Desert Star Playhouse’s Indiana Jones spoof is just how audiences like things at the family-friendly parody factory: reliably zany and self-consciously ridiculous.

Long-time DSP conspirator Jack Drayton is excellent as Indiana Bones, the rough-shaven archeologist who is using a map and a stone to find an ancient temple. Drayton looks and sounds like an old-fashioned leading man — which makes it even funnier when, for example, he must provide his own echoes while shouting into a ravine. (His fast little grapevine dance during one of the musical numbers is also a stitch.)

Joining Indiana on his search and becoming his love interest is Cynthia Sydney (Holly Braithwaite), who is in the jungle searching for her missing father, Prof. Sydney (Ed Farnsworth). Cynthia has two folks accompanying her. First is her fiance, the extremely nerdy Oswald Banning III (Scott Holman, also director), who is destined to be dumped when Cynthia falls for Indiana instead. Fortunately, a gal named Ruby (Arika Schockmel) is along, too, whom Oswald can easily wind up with.
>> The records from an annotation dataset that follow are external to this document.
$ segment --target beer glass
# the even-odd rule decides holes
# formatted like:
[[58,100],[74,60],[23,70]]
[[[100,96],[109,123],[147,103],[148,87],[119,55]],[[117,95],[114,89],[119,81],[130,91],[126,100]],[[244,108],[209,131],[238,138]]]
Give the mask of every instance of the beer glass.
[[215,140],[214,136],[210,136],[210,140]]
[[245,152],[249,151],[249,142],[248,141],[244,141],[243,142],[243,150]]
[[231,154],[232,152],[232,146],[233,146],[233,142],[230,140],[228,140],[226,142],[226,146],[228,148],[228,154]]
The bad guys are Hitler lookalike Herr Lipman (Matt Kohler) and his henchman Raboul (Christopher Glade). They want to get to the temple first and do bad stuff and blah blah blah.

Perhaps in keeping with the time frame of the Indiana Jones movies, and perhaps coincidentally, most of the songs in this show borrow tunes from ’40s-era numbers. One of the best is “You and the Night and Mosquitoes,” sung torchily by Ruby and Oswald (yes, there’s a JFK joke there) in tango-style as they slap mosquito bites on themselves and each other to provide the appropriate percussion.

Also noteworthy if just for its sheer irrelevance is Raboul’s “Thank Heaven for Little Spiders.”

The show has one of the most prolonged finales I’ve seen, but aside from that comes off very well. The local “jokes” (the quote marks are because merely saying the word “Provo” is more of a reference than a joke, though that doesn’t stop the audience from hooting) are kept to a minimum, and the few that are used generally are funny.

Everything as a whole is extremely funny, in fact. It’s another hit for this very reliable theater.

This was the last show the four of us (myself, Chris, Lisa and Joel) watched together. Shortly after this, Joel moved to Virginia to work as a performer at Busch Gardens.